Führende CDU-Politiker fordern eine große Rentenreform in diesem Jahr mit dem Schwerpunkt der Stärkung der betrieblichen und privaten Altersversorgung.

„In diesem Jahr muss eine große Rentenreform folgen. Das ist Konsens“, sagte Pascal Reddig (CDU), Mitglied der Rentenreformkommission, der „Rheinischen Post“. Deshalb sei es gut, dass die Rentenkommission früh eingesetzt worden sei und jetzt schnell zu Ergebnissen komme. „Selbstverständlich wird es insbesondere auch darum gehen, die betriebliche und private Altersvorsorge deutlich zu stärken“, so Reddig, der im Bundestag gegen das Rentenpaket der Bundesregierung gestimmt hatte.
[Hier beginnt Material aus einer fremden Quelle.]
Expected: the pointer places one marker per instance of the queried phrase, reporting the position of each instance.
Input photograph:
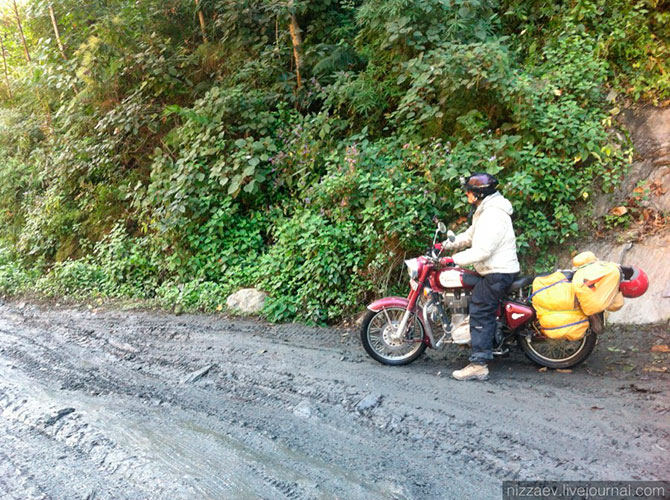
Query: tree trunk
(4, 61)
(201, 18)
(53, 21)
(23, 38)
(296, 38)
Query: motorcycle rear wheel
(554, 353)
(378, 344)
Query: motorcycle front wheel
(555, 353)
(378, 341)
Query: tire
(578, 350)
(374, 334)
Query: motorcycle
(397, 330)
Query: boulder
(247, 300)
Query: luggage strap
(565, 326)
(548, 286)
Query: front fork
(411, 306)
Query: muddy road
(116, 404)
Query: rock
(61, 413)
(652, 255)
(247, 300)
(122, 346)
(369, 402)
(197, 375)
(303, 409)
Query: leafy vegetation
(176, 150)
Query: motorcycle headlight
(412, 268)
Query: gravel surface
(122, 404)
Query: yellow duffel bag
(597, 286)
(568, 325)
(557, 310)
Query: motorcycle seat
(519, 283)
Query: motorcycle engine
(457, 302)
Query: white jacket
(490, 238)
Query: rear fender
(380, 304)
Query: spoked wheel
(379, 339)
(556, 353)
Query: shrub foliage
(143, 157)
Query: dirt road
(116, 404)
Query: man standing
(492, 251)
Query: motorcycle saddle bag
(557, 309)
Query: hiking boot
(472, 372)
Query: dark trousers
(485, 298)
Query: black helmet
(481, 184)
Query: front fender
(402, 303)
(380, 304)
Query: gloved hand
(447, 246)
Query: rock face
(247, 300)
(652, 255)
(649, 128)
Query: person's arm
(463, 240)
(485, 240)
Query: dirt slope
(144, 405)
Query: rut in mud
(146, 405)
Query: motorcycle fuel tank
(518, 314)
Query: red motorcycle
(397, 330)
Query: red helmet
(634, 283)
Auch der Chef der Jungen Union, Johannes Winkel, erklärte: „Eine große Rentenreform ist nicht nur realistisch, sondern dringend geboten. In den 2030er-Jahren erleben wir, dass die Boomer-Jahrgänge komplett aus dem Arbeitsmarkt gehen. Das stellt die Umlagefinanzierung der Rente vor unlösbare Aufgaben. Wir brauchen den Mut zu echten Reformen.“ Der Kanzler habe recht, wenn er eine stärkere Gewinnbeteiligung der Arbeitnehmer an Börsengewinnen anstrebe. „Warum beteiligen wir die Arbeitnehmer in Deutschland nicht an den Gewinnen der Unternehmen? Es ist absurd, dass wir dies Investoren überlassen“, sagte Winkel.

Auch der sozialpolitische Sprecher der Unionsfraktion, Marc Biadacz, drückt aufs Tempo: „Die Rentenkommission wird bis zum Sommer konkrete Vorschläge für eine Rentenreform II erarbeiten, die wir dann zügig in der zweiten Jahreshälfte auf den Weg bringen werden. Es liegen bereits viele Ideen und Ansätze auf dem Tisch“, sagte Biadacz der „Rheinischen Post“. Dabei werde sich die Kommission auch mit der künftigen Rolle der betrieblichen und privaten Altersvorsorge beschäftigen müssen. „Unser Ziel ist ein Rentensystem, das stabil, finanzierbar und gerecht für alle Generationen bleibt“, sagte Biadacz.